Mütevazı bir kamu profiline sahip bir yazar olarak işime ilişkin çocuğumun fotoğraflarını yayınlamamak için kendi nedenlerim var, bu nedenle bu konudaki fikrimin diğer ebeveynler için ne kadar alakalı olduğundan emin değilim. Dürüst olmak gerekirse, bir çocuğun hayatını rızası olmadan internete koymanın distopik bir tarafı olduğunu düşünmüştüm her zaman. Aslında beni bu işe sokan makalelerden biri, 2011 yılında yazdığım, sosyal medya gösterisinin aracılık ettiği, doğumdan mezara kadar bir çocuğun hayatındaki her önemli anı ele alan bir öğrenci gazetesi köşesiydi.

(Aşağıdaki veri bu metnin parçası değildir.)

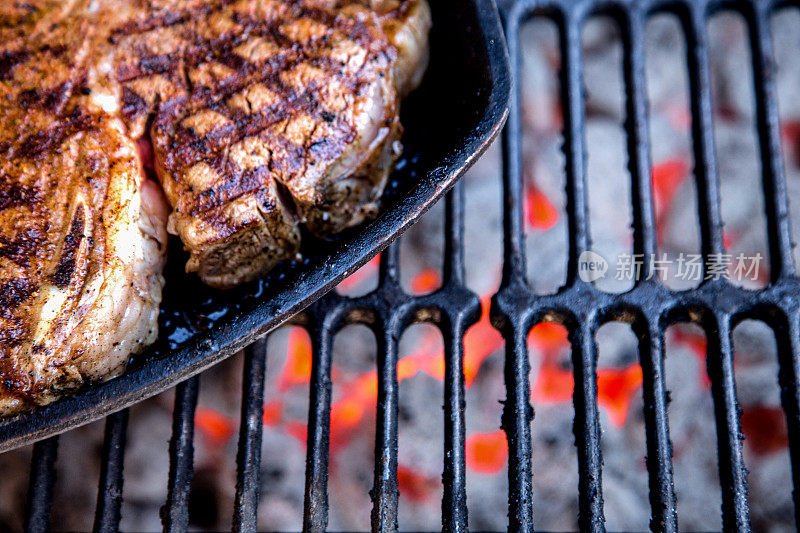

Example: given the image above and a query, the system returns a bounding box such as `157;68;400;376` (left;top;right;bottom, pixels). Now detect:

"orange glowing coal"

Bu beni ikiyüzlü bir şekilde arkadaşlarımın bebekleriyle olan fotoğraflarımı paylaşmak istemekten alıkoymadı ve anne olduğumda bunu gösterme isteği güçlüydü. Dolayısıyla tartışmanın her iki tarafını da anlıyorum ve bu kararların sıklıkla değişken olduğunun da farkındayım. Örneğin birçok ebeveyn, küçük kel bebekleri daha çok tanımlanabilir insanlara benzemeye başladığında paylaşmayı bırakabilir. Çevrimiçi korumayı öğrenen diğerleri geri döndü ve fotoğrafları sildi ya da pedofililer tarafından zararlı olarak kullanılabilecek hiçbir şeyi yayınlamadı. Pek çok ebeveyn sosyal medya hesaplarını kilitliyor, küçük takipçilerini gerçek hayatta tanıdıkları kişilerle tutuyor ve arkadaş listelerini düzenli olarak buduyor.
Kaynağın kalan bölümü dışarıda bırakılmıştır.